Clubbed Thumb's first production was dragged fitfully to the stage by the four members of a semi-regular bridge game in the snowbound winter of 1996: Meg MacCary, Maria Striar, Arne Jokela (Joe), and Jay Worthington. The House of Candles (fondly remembered as the 'House of Firetraps') was rented, roles were divvied up (Meg starring, Maria directing, Joe and Jay designing, as it turned out), dozens of friends were enlisted, and what would become Clubbed Thumb's provocative and influential Summerworks series was born.

The name was chosen by Meg while completing paper work, after she selected a book on palmistry off Maria's shelf,and ecnountered a diagram labeled, "clubbed thumb". The term has an additional significance in the context of Victorian palmistry, in which a clubbed thumb was described as lacking the phalange associated with reason. Individuals with clubbed thumbs were also characterized as willful and patinate and the feature was sometimes referred to as the murderer’s thumb.

It was a gleefully arbitrary act of naming, but its strange suggestiveness has proved an excellent match for Clubbed Thumb's theatrical sensibility.

Summerworks' original structure was similarly born of somewhat arbitrary limitations: The House of Candles was rented for a month, but Clubbed Thumb's first play was short and the run limited by Actors' Equity to sixteen performances. So colleagues and former classmates were asked if they had anything they’d like to show. To maximize the use of the rental, time slots at 8pm, 10pm, and occasionally midnight were scheduled. Thus, the 90-minute play limit – half-an-hour for set change.

Clubbed Thumb's institutional and seasonal formation also developed ad hoc, ever-adapting to the artistic needs of the work at hand. ("We’re always rearranging our pile of nickels", Maria likes to joke.) This flexibility served: Summerworks swiftly established its reputation as a new-play series with an emphasis on formally innovative (even specifically difficult) structures and fully dimensional roles for actors of both genders. Meg and Maria quickly fell into co-directorial roles.

In addition to the four founders, major contributions were made by Erich Strom (2000–2002) and Ian Helfer (2000–2003) to the board and creative team, as well as staff members from over the years: Michael Levinton (2004 - 2007; 2018–Present), Diana Konopka (2006 - 2011), Nora DeVeau-Rosen (2011 - 2014), Sarah McLellan (2014 - 2018) and Quinn Metal Corbin (2018–2020).

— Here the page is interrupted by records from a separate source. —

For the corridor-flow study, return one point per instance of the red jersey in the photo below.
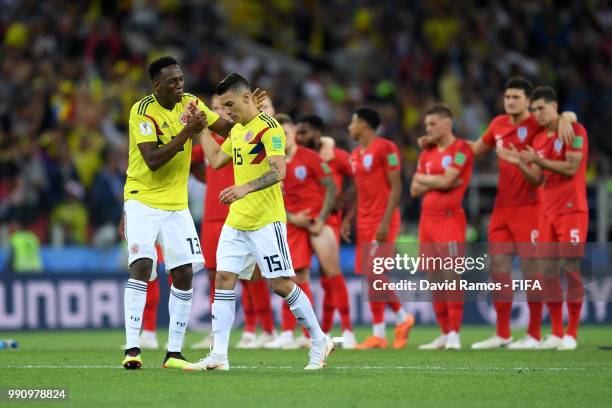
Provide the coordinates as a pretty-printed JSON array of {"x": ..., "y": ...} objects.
[
  {"x": 435, "y": 162},
  {"x": 512, "y": 188},
  {"x": 302, "y": 184},
  {"x": 216, "y": 181},
  {"x": 370, "y": 166},
  {"x": 562, "y": 194}
]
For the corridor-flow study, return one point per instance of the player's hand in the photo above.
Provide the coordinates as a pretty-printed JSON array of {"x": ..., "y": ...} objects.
[
  {"x": 565, "y": 131},
  {"x": 259, "y": 96},
  {"x": 529, "y": 155},
  {"x": 316, "y": 226},
  {"x": 233, "y": 193},
  {"x": 424, "y": 142},
  {"x": 345, "y": 231},
  {"x": 301, "y": 219},
  {"x": 383, "y": 231}
]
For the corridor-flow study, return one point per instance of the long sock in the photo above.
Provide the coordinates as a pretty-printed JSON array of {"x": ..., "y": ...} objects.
[
  {"x": 327, "y": 320},
  {"x": 502, "y": 300},
  {"x": 223, "y": 313},
  {"x": 179, "y": 307},
  {"x": 149, "y": 316},
  {"x": 341, "y": 301},
  {"x": 263, "y": 306},
  {"x": 575, "y": 296},
  {"x": 554, "y": 303},
  {"x": 250, "y": 318},
  {"x": 302, "y": 309},
  {"x": 134, "y": 299}
]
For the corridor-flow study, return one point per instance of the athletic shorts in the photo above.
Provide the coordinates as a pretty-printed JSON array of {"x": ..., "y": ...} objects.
[
  {"x": 514, "y": 230},
  {"x": 174, "y": 230},
  {"x": 211, "y": 231},
  {"x": 299, "y": 247},
  {"x": 366, "y": 236},
  {"x": 563, "y": 235},
  {"x": 442, "y": 234},
  {"x": 239, "y": 251}
]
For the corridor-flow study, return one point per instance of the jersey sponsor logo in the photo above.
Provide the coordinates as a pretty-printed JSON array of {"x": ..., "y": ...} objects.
[
  {"x": 300, "y": 172},
  {"x": 522, "y": 133},
  {"x": 367, "y": 161},
  {"x": 145, "y": 128},
  {"x": 446, "y": 160},
  {"x": 183, "y": 118}
]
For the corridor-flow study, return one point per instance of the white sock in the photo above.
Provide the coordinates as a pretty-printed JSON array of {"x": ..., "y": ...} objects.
[
  {"x": 134, "y": 299},
  {"x": 401, "y": 316},
  {"x": 302, "y": 310},
  {"x": 179, "y": 307},
  {"x": 379, "y": 330},
  {"x": 223, "y": 312}
]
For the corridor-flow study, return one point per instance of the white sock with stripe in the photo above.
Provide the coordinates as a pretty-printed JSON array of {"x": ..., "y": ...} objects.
[
  {"x": 179, "y": 307},
  {"x": 302, "y": 310},
  {"x": 134, "y": 299},
  {"x": 223, "y": 312}
]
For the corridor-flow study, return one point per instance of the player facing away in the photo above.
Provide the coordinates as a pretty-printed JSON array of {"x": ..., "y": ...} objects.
[
  {"x": 560, "y": 169},
  {"x": 376, "y": 171},
  {"x": 335, "y": 293},
  {"x": 254, "y": 231},
  {"x": 513, "y": 228},
  {"x": 255, "y": 294},
  {"x": 443, "y": 174},
  {"x": 161, "y": 129}
]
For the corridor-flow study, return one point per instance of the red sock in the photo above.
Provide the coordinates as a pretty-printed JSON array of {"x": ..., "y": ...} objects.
[
  {"x": 575, "y": 295},
  {"x": 341, "y": 301},
  {"x": 454, "y": 305},
  {"x": 250, "y": 318},
  {"x": 502, "y": 300},
  {"x": 149, "y": 317},
  {"x": 554, "y": 303},
  {"x": 378, "y": 312},
  {"x": 328, "y": 305},
  {"x": 263, "y": 307}
]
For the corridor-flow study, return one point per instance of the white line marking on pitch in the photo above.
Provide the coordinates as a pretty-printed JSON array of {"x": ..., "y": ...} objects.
[{"x": 424, "y": 368}]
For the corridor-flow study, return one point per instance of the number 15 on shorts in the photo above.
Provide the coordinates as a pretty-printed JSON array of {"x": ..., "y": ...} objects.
[{"x": 194, "y": 245}]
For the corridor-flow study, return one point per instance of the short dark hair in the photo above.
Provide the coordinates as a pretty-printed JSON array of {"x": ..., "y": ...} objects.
[
  {"x": 544, "y": 92},
  {"x": 519, "y": 83},
  {"x": 440, "y": 109},
  {"x": 156, "y": 66},
  {"x": 283, "y": 118},
  {"x": 232, "y": 81},
  {"x": 313, "y": 120},
  {"x": 370, "y": 116}
]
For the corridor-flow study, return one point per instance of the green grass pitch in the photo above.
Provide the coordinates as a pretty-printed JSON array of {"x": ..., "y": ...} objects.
[{"x": 87, "y": 363}]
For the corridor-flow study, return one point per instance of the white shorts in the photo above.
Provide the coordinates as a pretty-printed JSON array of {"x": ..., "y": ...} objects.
[
  {"x": 174, "y": 230},
  {"x": 238, "y": 251}
]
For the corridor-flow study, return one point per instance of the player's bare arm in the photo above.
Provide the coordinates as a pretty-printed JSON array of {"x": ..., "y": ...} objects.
[
  {"x": 446, "y": 181},
  {"x": 567, "y": 167},
  {"x": 395, "y": 180},
  {"x": 156, "y": 156},
  {"x": 269, "y": 178}
]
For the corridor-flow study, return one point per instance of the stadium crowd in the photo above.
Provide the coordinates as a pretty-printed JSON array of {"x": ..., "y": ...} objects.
[{"x": 69, "y": 73}]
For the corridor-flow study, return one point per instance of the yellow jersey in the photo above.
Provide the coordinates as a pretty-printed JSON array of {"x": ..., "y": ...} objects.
[
  {"x": 166, "y": 187},
  {"x": 249, "y": 145}
]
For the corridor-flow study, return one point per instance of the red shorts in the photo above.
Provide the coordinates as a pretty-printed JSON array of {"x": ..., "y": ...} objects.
[
  {"x": 365, "y": 237},
  {"x": 514, "y": 230},
  {"x": 299, "y": 246},
  {"x": 335, "y": 221},
  {"x": 442, "y": 233},
  {"x": 563, "y": 235},
  {"x": 211, "y": 230}
]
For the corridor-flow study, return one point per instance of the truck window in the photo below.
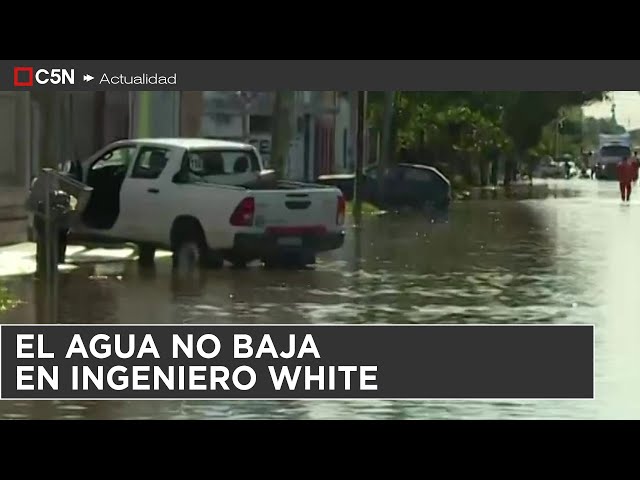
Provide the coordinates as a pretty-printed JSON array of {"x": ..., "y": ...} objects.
[
  {"x": 222, "y": 162},
  {"x": 118, "y": 157},
  {"x": 150, "y": 163}
]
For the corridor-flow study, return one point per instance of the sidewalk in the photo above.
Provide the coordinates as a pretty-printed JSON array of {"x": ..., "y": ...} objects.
[{"x": 20, "y": 258}]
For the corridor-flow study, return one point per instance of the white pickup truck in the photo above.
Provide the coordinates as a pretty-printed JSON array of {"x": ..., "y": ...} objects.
[{"x": 205, "y": 200}]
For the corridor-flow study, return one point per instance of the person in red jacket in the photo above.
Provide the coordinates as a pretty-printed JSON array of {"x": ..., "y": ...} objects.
[{"x": 626, "y": 174}]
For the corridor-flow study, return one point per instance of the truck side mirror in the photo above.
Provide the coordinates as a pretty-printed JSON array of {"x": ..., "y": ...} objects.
[{"x": 181, "y": 177}]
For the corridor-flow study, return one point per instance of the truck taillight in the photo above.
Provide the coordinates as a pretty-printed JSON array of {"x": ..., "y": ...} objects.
[
  {"x": 341, "y": 210},
  {"x": 243, "y": 215}
]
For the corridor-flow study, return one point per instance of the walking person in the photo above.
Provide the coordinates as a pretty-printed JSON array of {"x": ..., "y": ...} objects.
[{"x": 626, "y": 174}]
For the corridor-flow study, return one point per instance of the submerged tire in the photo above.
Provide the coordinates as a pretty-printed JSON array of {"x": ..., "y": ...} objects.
[
  {"x": 297, "y": 260},
  {"x": 146, "y": 254},
  {"x": 190, "y": 250}
]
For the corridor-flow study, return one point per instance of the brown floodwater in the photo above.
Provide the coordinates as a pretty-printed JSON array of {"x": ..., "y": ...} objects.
[{"x": 568, "y": 255}]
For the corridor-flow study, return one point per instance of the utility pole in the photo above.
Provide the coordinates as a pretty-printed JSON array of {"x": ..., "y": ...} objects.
[
  {"x": 385, "y": 158},
  {"x": 282, "y": 130},
  {"x": 246, "y": 98},
  {"x": 361, "y": 152}
]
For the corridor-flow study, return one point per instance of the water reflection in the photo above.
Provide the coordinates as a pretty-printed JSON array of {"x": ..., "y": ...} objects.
[{"x": 563, "y": 260}]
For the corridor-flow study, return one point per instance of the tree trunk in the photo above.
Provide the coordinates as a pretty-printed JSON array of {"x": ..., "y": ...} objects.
[
  {"x": 484, "y": 171},
  {"x": 495, "y": 167},
  {"x": 508, "y": 170},
  {"x": 282, "y": 130},
  {"x": 385, "y": 158}
]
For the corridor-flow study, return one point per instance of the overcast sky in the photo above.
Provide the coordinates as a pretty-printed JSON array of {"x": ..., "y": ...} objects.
[{"x": 627, "y": 109}]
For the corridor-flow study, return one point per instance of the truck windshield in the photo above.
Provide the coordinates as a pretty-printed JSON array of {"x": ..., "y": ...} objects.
[
  {"x": 222, "y": 162},
  {"x": 615, "y": 151}
]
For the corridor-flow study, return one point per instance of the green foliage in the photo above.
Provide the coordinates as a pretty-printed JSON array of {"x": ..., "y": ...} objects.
[{"x": 480, "y": 122}]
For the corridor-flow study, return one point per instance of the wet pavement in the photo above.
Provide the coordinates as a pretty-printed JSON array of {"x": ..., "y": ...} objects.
[{"x": 571, "y": 255}]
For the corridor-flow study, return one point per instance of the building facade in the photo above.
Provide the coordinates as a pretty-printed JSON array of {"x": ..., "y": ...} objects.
[{"x": 15, "y": 128}]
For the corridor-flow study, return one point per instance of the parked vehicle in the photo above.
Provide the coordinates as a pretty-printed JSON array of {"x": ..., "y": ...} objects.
[
  {"x": 205, "y": 200},
  {"x": 549, "y": 168},
  {"x": 404, "y": 185},
  {"x": 612, "y": 149}
]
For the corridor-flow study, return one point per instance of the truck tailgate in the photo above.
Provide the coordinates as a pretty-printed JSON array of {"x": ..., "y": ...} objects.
[{"x": 297, "y": 208}]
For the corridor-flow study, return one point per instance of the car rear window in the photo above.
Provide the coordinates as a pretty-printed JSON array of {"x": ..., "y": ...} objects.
[{"x": 222, "y": 162}]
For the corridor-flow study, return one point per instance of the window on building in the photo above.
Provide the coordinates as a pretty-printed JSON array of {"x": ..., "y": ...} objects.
[
  {"x": 260, "y": 124},
  {"x": 223, "y": 118}
]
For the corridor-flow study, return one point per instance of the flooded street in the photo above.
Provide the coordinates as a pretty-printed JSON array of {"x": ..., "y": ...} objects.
[{"x": 572, "y": 256}]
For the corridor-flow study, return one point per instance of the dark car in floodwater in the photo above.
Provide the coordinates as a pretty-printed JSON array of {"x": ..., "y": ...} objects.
[{"x": 404, "y": 185}]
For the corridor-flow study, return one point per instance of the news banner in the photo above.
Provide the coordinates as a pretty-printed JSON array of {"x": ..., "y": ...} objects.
[{"x": 305, "y": 362}]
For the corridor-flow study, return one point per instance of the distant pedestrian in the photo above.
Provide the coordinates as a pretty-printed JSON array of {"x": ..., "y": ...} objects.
[{"x": 626, "y": 176}]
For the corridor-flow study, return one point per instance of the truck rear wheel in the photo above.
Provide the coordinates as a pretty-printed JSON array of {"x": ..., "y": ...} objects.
[
  {"x": 190, "y": 250},
  {"x": 146, "y": 254},
  {"x": 293, "y": 260}
]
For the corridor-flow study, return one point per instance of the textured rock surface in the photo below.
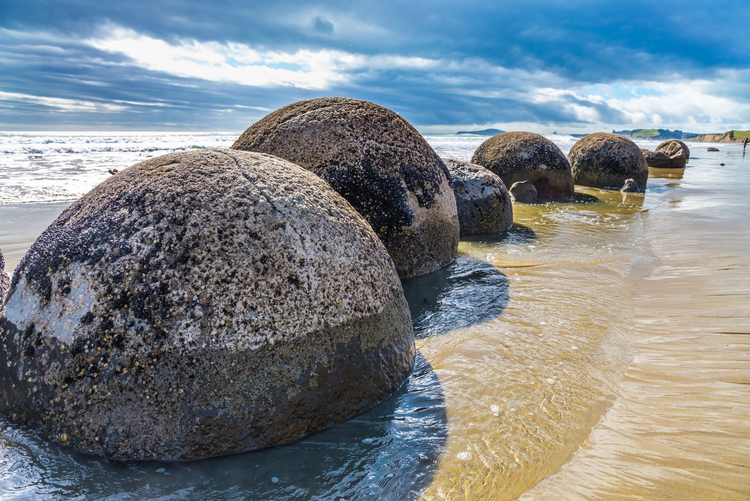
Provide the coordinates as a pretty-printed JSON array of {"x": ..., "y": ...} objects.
[
  {"x": 199, "y": 304},
  {"x": 524, "y": 192},
  {"x": 4, "y": 281},
  {"x": 380, "y": 164},
  {"x": 525, "y": 156},
  {"x": 676, "y": 151},
  {"x": 604, "y": 160},
  {"x": 656, "y": 158},
  {"x": 483, "y": 201},
  {"x": 630, "y": 186}
]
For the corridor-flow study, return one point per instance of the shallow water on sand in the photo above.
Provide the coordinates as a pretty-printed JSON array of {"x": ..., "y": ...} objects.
[{"x": 600, "y": 349}]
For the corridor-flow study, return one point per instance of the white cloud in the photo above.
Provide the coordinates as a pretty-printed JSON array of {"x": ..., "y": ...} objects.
[
  {"x": 64, "y": 105},
  {"x": 244, "y": 65}
]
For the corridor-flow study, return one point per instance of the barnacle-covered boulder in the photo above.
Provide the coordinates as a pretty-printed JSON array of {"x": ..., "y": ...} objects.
[
  {"x": 604, "y": 160},
  {"x": 525, "y": 156},
  {"x": 379, "y": 163},
  {"x": 200, "y": 304},
  {"x": 524, "y": 192},
  {"x": 676, "y": 152},
  {"x": 483, "y": 201}
]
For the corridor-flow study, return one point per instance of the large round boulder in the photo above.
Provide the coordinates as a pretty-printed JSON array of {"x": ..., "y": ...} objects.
[
  {"x": 483, "y": 201},
  {"x": 524, "y": 192},
  {"x": 525, "y": 156},
  {"x": 604, "y": 160},
  {"x": 380, "y": 164},
  {"x": 676, "y": 151},
  {"x": 200, "y": 304},
  {"x": 656, "y": 158}
]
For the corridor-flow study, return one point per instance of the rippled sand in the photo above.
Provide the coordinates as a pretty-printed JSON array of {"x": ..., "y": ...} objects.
[
  {"x": 599, "y": 350},
  {"x": 680, "y": 427}
]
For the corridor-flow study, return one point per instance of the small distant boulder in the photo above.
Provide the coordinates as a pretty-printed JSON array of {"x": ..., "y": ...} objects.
[
  {"x": 379, "y": 163},
  {"x": 4, "y": 281},
  {"x": 524, "y": 192},
  {"x": 525, "y": 156},
  {"x": 604, "y": 160},
  {"x": 483, "y": 202},
  {"x": 630, "y": 186},
  {"x": 676, "y": 151},
  {"x": 657, "y": 159},
  {"x": 199, "y": 304}
]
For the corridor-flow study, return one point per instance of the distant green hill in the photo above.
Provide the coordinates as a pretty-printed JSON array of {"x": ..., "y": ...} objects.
[
  {"x": 732, "y": 136},
  {"x": 483, "y": 132},
  {"x": 656, "y": 134}
]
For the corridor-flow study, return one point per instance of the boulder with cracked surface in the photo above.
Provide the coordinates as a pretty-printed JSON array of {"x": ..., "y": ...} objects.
[
  {"x": 380, "y": 164},
  {"x": 525, "y": 156},
  {"x": 483, "y": 201},
  {"x": 604, "y": 160},
  {"x": 199, "y": 304}
]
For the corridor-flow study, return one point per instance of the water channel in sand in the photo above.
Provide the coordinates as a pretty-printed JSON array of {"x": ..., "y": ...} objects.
[{"x": 600, "y": 349}]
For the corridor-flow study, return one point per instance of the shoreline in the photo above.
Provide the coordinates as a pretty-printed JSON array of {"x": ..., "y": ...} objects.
[{"x": 20, "y": 226}]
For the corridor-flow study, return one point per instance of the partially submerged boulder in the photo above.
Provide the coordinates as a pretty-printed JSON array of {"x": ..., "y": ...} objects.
[
  {"x": 524, "y": 192},
  {"x": 656, "y": 158},
  {"x": 525, "y": 156},
  {"x": 483, "y": 201},
  {"x": 630, "y": 186},
  {"x": 199, "y": 304},
  {"x": 380, "y": 164},
  {"x": 605, "y": 160},
  {"x": 677, "y": 151},
  {"x": 671, "y": 154}
]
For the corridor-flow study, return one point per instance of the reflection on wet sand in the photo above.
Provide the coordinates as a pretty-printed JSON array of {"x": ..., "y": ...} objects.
[
  {"x": 679, "y": 429},
  {"x": 524, "y": 389}
]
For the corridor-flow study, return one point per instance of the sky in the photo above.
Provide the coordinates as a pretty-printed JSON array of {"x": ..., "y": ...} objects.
[{"x": 544, "y": 66}]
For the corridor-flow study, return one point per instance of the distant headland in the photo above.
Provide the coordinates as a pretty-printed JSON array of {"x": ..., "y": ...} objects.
[{"x": 732, "y": 136}]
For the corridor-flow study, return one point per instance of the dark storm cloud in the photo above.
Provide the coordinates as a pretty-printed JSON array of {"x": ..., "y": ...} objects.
[{"x": 433, "y": 62}]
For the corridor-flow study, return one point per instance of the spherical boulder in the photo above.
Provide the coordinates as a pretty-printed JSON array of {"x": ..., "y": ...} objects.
[
  {"x": 483, "y": 201},
  {"x": 525, "y": 156},
  {"x": 676, "y": 151},
  {"x": 199, "y": 304},
  {"x": 604, "y": 160},
  {"x": 380, "y": 164},
  {"x": 524, "y": 192},
  {"x": 657, "y": 159}
]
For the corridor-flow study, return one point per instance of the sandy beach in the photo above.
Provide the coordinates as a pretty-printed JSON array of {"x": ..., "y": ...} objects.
[
  {"x": 21, "y": 224},
  {"x": 615, "y": 367}
]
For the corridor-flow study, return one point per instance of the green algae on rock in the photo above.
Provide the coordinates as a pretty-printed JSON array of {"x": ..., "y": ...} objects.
[
  {"x": 379, "y": 163},
  {"x": 200, "y": 304},
  {"x": 525, "y": 156},
  {"x": 482, "y": 200},
  {"x": 604, "y": 160}
]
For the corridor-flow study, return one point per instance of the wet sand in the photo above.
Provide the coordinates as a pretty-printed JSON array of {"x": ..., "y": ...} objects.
[
  {"x": 21, "y": 225},
  {"x": 619, "y": 366},
  {"x": 680, "y": 427}
]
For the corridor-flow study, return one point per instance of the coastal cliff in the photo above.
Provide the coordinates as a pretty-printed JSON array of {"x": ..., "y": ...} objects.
[{"x": 732, "y": 136}]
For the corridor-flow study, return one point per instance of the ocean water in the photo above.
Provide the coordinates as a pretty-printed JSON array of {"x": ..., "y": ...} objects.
[{"x": 600, "y": 349}]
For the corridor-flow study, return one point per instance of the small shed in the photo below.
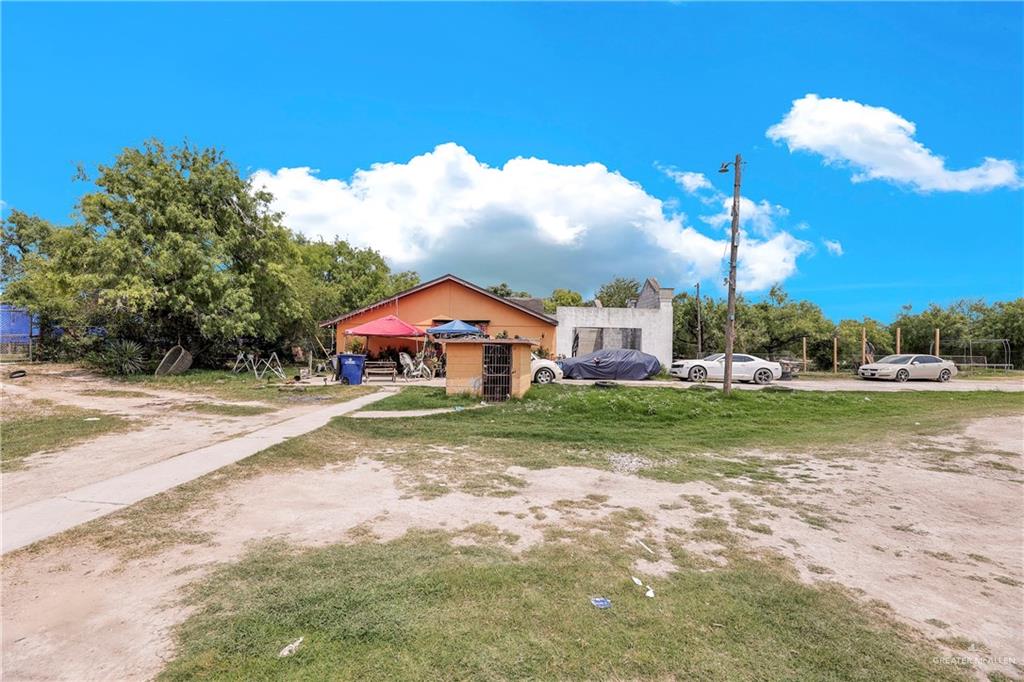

Meg and Maria shared responsibilities as co-directors from 1996 to 2009. Meg decided to move on from her full-time duties with Clubbed Thumb in 2009 to fully commit to acting. Having paused his original professional trajectory for Clubbed Thumb, Jay relinquished his day-to-day involvement to return to the law in 2003. Joe (Arne) carried on in a part-time capacity until 2009, when he officially joined the board, eventually stepping off the board in 2018. Clubbed Thumb is currently run by Artistic Director Maria Striar and Producing Director Michael Bulger. Clubbed Thumb was the inaugural Resident Company at Playwrights Horizons beginning in 2014.

Clubbed Thumb remains purposely in flux, continually evolving to serve the work and its artists.

== Awards and recognition ==
Accolades awarded Clubbed Thumb's alumni artists include the Pulitzer short-list, Tony, MacArthur, Steinberg, Kesselring, Relentless Theater Award, as well as numerous Susan Smith Blackburn, Guggenheim, Whiting and Obie Awards. In 2010, Producing Artistic Director Maria Striar was honored at the inaugural Lilly Awards with the Margo Jones Award for Artistic Directorship, citing her efforts as a "fierce champion of new works and new writers... who has helped launch and/or develop the careers" of scores of playwrights, especially women.

In 2013, Clubbed Thumb received its 5th Obie Award, this time the Ross Wetzsteon Award for sustained artistic excellence.

In 2019, Clubbed Thumb made their Broadway debut and received a Tony Award nomination for What the Constitution Means to Me, which originated in Summerworks 2017.